Möchte trotzdem gerne noch wissen ob Leute hier im Winter, also bei minus Temperaturen damit aufs Wasser gehen. 

Grüße Chris


----------



## macmarco (17. Oktober 2009)

*AW: Belly Boat -Einsteigen-Unfälle-*



AlBundy schrieb:


> Marco, du bist doch trotz deiner wenigen Lenze ein "alter Hase"...#h...eine Automatikweste macht doch nun wirklich nur in einem Festrumpfboot eine gute Figur. Auf/in einem *BB* macht sich eine *halbautomatische Rettungsweste* *entscheidend besser*. ...das weißt du doch!!!...solange hast du dein Kajak noch nicht, was übrigens nicht's an der Sache an sich ändert! #6



:mÄääähm.. ja das meinte ich auch...#t

Danke Alex|wavey:
(aso...sollten bald mal wieder los)


----------



## AlBundy (18. Oktober 2009)

*AW: Belly Boat -Einsteigen-Unfälle-*



macmarco schrieb:


> (aso...sollten bald mal wieder los)


Marco, du weißt doch, bin zu jeder Schandtat bereit!...mit dir immer gern!...
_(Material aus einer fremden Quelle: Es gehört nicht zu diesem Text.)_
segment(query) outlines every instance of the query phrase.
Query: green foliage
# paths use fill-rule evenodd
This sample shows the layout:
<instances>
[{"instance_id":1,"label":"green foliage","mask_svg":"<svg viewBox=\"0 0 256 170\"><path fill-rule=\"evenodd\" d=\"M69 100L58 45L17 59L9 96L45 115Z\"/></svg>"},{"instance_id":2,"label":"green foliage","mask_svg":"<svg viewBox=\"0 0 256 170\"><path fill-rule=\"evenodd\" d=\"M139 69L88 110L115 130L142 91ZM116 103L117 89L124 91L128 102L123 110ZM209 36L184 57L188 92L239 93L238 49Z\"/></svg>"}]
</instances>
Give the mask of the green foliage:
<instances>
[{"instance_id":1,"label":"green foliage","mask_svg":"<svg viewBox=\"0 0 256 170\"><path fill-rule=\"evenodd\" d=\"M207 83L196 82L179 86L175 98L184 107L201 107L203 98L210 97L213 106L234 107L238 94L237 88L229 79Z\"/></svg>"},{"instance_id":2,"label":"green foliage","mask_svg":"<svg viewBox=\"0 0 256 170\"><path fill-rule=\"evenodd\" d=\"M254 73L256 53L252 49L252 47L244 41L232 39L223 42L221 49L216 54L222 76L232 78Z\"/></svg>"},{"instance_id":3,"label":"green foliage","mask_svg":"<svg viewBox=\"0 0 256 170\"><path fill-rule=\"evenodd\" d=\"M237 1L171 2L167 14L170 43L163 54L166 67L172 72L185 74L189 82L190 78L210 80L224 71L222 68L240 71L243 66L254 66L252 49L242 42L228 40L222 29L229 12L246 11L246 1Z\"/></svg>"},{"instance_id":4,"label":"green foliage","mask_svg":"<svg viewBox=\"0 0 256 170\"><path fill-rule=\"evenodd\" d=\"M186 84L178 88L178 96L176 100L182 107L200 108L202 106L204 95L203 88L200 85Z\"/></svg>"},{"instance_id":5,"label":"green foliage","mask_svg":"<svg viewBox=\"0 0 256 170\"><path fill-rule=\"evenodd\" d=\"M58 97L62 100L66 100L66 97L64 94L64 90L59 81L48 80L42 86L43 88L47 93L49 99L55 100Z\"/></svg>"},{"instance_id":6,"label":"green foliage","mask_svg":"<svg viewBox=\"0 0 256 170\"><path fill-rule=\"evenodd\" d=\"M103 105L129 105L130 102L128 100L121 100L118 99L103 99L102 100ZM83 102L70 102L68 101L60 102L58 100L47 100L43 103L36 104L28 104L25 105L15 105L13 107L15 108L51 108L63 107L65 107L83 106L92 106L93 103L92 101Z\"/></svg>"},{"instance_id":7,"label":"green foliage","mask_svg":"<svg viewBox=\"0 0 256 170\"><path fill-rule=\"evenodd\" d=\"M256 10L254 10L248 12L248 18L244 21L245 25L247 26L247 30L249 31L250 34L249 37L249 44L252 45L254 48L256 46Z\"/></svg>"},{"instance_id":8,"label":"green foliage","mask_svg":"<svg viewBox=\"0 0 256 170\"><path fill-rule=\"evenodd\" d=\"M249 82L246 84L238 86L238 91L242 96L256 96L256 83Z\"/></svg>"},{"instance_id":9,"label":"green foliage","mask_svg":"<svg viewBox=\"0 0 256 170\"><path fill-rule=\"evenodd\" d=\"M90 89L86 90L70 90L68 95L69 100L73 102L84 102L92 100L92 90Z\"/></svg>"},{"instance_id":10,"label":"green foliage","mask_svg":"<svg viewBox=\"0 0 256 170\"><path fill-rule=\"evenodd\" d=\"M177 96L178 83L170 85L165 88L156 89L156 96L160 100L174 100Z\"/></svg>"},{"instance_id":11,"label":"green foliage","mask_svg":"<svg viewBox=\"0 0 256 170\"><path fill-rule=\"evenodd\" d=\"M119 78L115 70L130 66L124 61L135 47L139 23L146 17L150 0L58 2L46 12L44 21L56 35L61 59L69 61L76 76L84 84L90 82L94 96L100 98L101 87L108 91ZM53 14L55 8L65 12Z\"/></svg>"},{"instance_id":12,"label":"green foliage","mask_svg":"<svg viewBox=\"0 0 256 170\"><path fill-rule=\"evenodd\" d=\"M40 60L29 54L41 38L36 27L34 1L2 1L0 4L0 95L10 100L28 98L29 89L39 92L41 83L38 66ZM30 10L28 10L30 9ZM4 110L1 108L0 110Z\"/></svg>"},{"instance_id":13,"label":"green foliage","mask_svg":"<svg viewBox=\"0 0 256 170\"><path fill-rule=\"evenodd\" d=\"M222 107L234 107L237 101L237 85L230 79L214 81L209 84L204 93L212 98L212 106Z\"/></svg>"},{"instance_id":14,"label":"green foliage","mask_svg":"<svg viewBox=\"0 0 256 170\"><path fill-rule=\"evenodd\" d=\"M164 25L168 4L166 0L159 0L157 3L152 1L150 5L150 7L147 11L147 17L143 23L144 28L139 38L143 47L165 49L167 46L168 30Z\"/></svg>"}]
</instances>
> Möchte trotzdem gerne noch wissen ob Leute hier im Winter, also bei minus Temperaturen damit aufs Wasser gehen.


 
@Criss81,
...ja logisch, die beste Zeit zum BB'ten ist nach dem Sommer bis vor dem Sommer!#6...Du musst dir nur die richtigen Klamotten anziehen, dann spricht nichts dagegen! ...ach ja, und Spaß macht es außerdem...:m


----------



## gufipanscher (18. Oktober 2009)

*AW: Belly Boat -Einsteigen-Unfälle-*

also wenn ich mir schon ne weste hol, dann wähl ich doch gleich ne automatik.
ist nicht viel teurer und die automatiktablette lässt sich je nach bedarf entfernen. nen manuellen auslöser hat meines wissens jede und zur not kann man sie auch noch selbst aufblasen.

ich besitze die von DAM und die 119 tacken ist mir meine gesundheit wert :g



ps, muss aber gestehen, dass ich sie in den überschaubaren gewässern kaum trage, meist nur wenns knacken kalt ist, oder ich auf flüssen und ostsee unterwegs bin


----------